Alan Johnson is a
senior operations officer in IFC’s Manufacturing, Agribusiness, and Services
Industry Department, based in Addis Ababa. He has worked with three IFC clients in the malt
barley sector over the past four years.
By Alan Johnson
Nearly four years ago, I started working on malt barley in the context of a prospective new project with Heineken. We developed a successful advisory project focused on improving the productivity and business professionalism of around 30,000 smallholder farmers in Heineken’s barley supply chain.
Alan Johnson, Sr. Operations Officer, IFC. ©Anya Johnson
The case for the project was strong. There was strong and growing demand for malt barley from the emerging brewing and soft drinks sector, but most malt was imported from Europe. At the same time, access to foreign exchange (to buy imports) was increasingly difficult.
Ethiopia is one of the few places in Africa with good agro-ecological conditions for barley as well as a barley growing history. However, local barley varieties and the prevailing cultivation techniques meant that local barley yields (at around 1.5 metric ton/hectare) were well below what was possible on farms using improved inputs and modern farming techniques.
I think the biggest success of the project was persuading farmers to adopt a new approach of more commercial farming based on a combination of contracts, a package of high-yielding seed and fertilizer, as well as new cultivation techniques such as row-planting and crop rotations. Once the first groups of farmers could show significantly improved production (and incomes) the effects of “seeing is believing” meant that the project’s “productivity package” began to sell itself.
And that led to another important success: The improved yields have meant greater food security for the farmers, who also have discovered other nutritious uses for the malt barley (see below.)
So how did we make it work? Three things stand out:
1. You need to prepare the ground—working "Upstream"—to
Although it was not planned at the time, the "Upstream" advisory work building the productivity and business professionalism of 30,000 smallholder farmers in Heineken’s barley supply chain in Ethiopia provided a “proof of concept.” It led to subsequent investment and advisory projects with both Soufflet and Habesha.

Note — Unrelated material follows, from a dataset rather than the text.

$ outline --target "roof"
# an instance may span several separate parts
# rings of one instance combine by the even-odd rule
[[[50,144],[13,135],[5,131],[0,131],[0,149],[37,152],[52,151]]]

The work with the first project introduced improved barley seed varieties and farmer training program as part of a holistic “farmer professionalism” package. Substantial yield increases (up to 5 MT/ha) established a solid technical base for a more modern barley sector.
The productivity gains demonstrated that good returns to farmers were achievable, which encouraged interest from additional farmers outside the project area. Finally, although we are not there yet, the overall ambition is to modernize and transform the entire Ethiopian barley sector so that Ethiopia becomes a regionally price-competitive malt barley producer. This, in turn, will draw in more investors.
2. It takes a village to build a project
As a project designer, it is always good to keep the planned interventions as simple as possible. However, as we move to sector or “landscape”-focused challenges, there are many new variables (seed licenses, barley pricing, farmer finance) that fall outside the traditional project manager “span of control.”
That means the project needs to engage with a wider range of outside parties to achieve its goals. In this example, we were able to have success because we held regular regional multi-stakeholder meetings. This included federal and regional government agencies, the Ministry of Agriculture, Ethiopia Agricultural Transformation Agency (ATA), Ethiopian Institute of Agricultural Research, and the Oromia Seed Enterprise, universities, non-profit organizations such as EUCORD, Agriterra and Self-Help Africa as well as the participating businesses—Heineken, Habesha, and Soufflet.
The project was developed in partnership with the Government of the Netherlands.
can have other benefits—make sure you track them
One of the unexpected benefits of the projects has been a large increase in local food uses for malt barley. We discovered that malt barley makes good partial substitute for the more expensive teff grain in Ethiopia’s famous staple injera (a sourdough-risen flatbread, traditionally made from teff flour, that is central to dining in Ethiopia and Eritrea).
Our monitoring surveys subsequently confirmed that the domestic food uses of the incremental barley production exceeded 60 percent—well above the industrial processing uses. It means we have created a food security project as well as a supply chain development project. This additional effect has helped to further increase the popularity of malt barley among farmers and accelerate the adoption of improved, higher yielding seed varieties and cultivation practices.